Most weeks there are 10 or 12 boys and I am learning more and more about them. Every week starts with showers and clean clothes; then we eat, play games, watch movies or just talk, “aka stare at each other and try to say things”. Some of the boys come back from week to week. This week I only knew one of the ten. Most of them have one set of clothes. I have done some shopping in town, so now when they come over they don’t leave in my clothes. Well, that isn’t entirely true. I haven’t found enough clothes for all of them, so some of them wear my clothes. But the rules are: you come in with one set of clothes, so you leave with one set of clothes. The next week they can get their clean, lice free, dry clothes back.
Now, I would like to introduce you to some of my new friends. Abiti is 11 years old. His mom left. He doesn’t know where she went, but says she went a long ways away. He hasn’t seen her in years. His dad and only sister both died. He lived in a small village outside of here, so he came to Soddo for a better life. And he says it is much better because “there is food”. He is wearing a sweater that has been sewn to pseudo fit him and is falling apart. He got a t-shirt from me that goes down to his ankles. And his pants only go down to his calves. His smile is amazing! Just today I saw him on my way to work and he ran to me and gave me a big smile and hug. He then showed me where he sleeps.

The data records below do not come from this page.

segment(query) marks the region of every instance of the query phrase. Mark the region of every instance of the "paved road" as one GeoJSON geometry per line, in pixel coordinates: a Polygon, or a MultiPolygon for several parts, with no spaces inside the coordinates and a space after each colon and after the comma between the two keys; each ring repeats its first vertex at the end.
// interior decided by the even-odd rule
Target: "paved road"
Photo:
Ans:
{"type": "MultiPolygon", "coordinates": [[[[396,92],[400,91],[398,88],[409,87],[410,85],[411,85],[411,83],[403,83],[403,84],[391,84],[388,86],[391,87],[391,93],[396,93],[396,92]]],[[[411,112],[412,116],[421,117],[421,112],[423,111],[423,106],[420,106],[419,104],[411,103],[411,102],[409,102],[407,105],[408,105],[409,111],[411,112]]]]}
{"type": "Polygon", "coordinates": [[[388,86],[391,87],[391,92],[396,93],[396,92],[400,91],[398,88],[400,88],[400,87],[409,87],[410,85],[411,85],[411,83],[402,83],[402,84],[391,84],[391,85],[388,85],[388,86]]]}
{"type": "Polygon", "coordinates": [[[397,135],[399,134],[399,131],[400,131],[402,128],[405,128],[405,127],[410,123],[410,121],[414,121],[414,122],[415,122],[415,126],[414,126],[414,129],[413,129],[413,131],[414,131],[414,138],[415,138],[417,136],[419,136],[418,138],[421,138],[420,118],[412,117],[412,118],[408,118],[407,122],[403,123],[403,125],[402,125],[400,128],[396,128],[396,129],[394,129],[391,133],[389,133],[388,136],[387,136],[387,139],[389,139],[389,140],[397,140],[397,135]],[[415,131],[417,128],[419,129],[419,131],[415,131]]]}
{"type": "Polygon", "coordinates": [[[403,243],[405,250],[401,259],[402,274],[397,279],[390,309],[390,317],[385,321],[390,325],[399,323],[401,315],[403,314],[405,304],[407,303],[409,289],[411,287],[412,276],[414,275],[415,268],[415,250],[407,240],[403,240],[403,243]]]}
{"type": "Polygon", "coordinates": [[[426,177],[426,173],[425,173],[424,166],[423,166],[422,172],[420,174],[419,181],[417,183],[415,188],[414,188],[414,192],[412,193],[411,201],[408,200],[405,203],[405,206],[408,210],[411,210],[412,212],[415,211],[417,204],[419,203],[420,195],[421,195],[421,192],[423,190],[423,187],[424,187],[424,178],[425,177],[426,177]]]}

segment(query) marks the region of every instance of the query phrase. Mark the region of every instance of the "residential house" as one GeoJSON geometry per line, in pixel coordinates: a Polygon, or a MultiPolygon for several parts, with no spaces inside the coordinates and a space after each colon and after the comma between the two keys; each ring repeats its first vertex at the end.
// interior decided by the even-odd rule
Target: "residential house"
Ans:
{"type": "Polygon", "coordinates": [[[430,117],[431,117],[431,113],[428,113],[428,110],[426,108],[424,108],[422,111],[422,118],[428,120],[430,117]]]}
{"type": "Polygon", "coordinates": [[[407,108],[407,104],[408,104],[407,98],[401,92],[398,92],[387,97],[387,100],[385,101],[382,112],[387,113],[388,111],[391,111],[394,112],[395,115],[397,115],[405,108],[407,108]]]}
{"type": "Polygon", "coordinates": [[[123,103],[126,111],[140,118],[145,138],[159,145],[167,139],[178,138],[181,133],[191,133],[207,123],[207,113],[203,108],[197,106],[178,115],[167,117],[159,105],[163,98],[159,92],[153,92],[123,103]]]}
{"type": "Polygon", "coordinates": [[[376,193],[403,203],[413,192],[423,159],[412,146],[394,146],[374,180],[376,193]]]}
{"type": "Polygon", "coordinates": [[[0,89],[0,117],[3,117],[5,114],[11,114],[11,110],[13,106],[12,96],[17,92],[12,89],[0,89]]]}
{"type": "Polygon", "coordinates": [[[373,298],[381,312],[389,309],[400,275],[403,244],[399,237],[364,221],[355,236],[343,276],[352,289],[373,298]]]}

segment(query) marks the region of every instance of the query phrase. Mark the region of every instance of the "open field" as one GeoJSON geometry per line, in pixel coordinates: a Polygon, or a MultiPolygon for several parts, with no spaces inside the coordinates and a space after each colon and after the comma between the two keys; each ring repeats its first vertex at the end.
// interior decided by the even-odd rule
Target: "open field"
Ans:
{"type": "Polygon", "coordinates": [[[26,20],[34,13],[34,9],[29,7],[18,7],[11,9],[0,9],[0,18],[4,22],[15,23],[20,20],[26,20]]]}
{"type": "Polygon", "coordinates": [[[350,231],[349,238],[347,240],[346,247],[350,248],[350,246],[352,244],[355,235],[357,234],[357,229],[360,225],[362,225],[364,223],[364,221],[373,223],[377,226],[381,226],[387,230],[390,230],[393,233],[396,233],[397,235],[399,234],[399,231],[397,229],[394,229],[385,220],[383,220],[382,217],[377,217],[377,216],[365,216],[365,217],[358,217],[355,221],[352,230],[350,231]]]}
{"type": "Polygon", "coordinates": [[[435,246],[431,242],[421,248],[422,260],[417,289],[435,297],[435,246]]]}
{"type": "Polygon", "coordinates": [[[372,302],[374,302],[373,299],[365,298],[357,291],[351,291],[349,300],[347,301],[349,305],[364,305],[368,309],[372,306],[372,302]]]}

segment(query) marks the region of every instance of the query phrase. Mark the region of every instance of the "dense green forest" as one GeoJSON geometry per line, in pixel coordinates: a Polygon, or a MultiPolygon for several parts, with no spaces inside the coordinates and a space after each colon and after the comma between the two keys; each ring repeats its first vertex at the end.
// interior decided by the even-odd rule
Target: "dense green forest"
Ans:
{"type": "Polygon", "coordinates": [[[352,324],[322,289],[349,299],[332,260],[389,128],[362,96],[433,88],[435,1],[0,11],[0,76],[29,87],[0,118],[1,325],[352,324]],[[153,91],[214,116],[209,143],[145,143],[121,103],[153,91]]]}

Ezekiel is 10. His mother died and his father remarried. He said life with his new mom was very hard. Everything I have ever heard about step children here
is that they essentially become the slaves to the family. He has three siblings and he is the oldest. He said that living in the country was hard. He said there was no food, so he came to Soddo. He told me he begs or works and is able to make about 25-35 cents a day. He pays a family six cents a night so he can sleep on their porch. And then the rest he can use to buy food.
Everyone of their stories has common threads. They sleep on the streets. They find medians during the day if they don’t get enough sleep at night. At night, they sleep under overhangs of buildings. During the day they go to the market
and offer to carry things for people to make some money. They all beg. Some have families. Some don’t. One of the boys told me he wanted to go home for New Year to see his family, but would come back because life is too hard at home. I just cannot imagine having a ten year old and knowing that they would be better on the streets, so letting them go. I don’t think any of them are in school. School is free, but if they aren’t working they can’t afford food. And they can’t afford notebooks, pencils, pens and clothes that fit. I do not know how many street boys there are, but if I had to guess… several hundred
Today, I am asking for you to pray for these boys. I would like to help them get into school. Their is a church that has a ministry for the street boys, so I am going to contact them. Hopefully, they have something set up. My house helper has taken over the duties of cooking and clothes washing. I don’t know the best way to help these boys, but I am going to love them, feed them, let them shower and wash their clothes.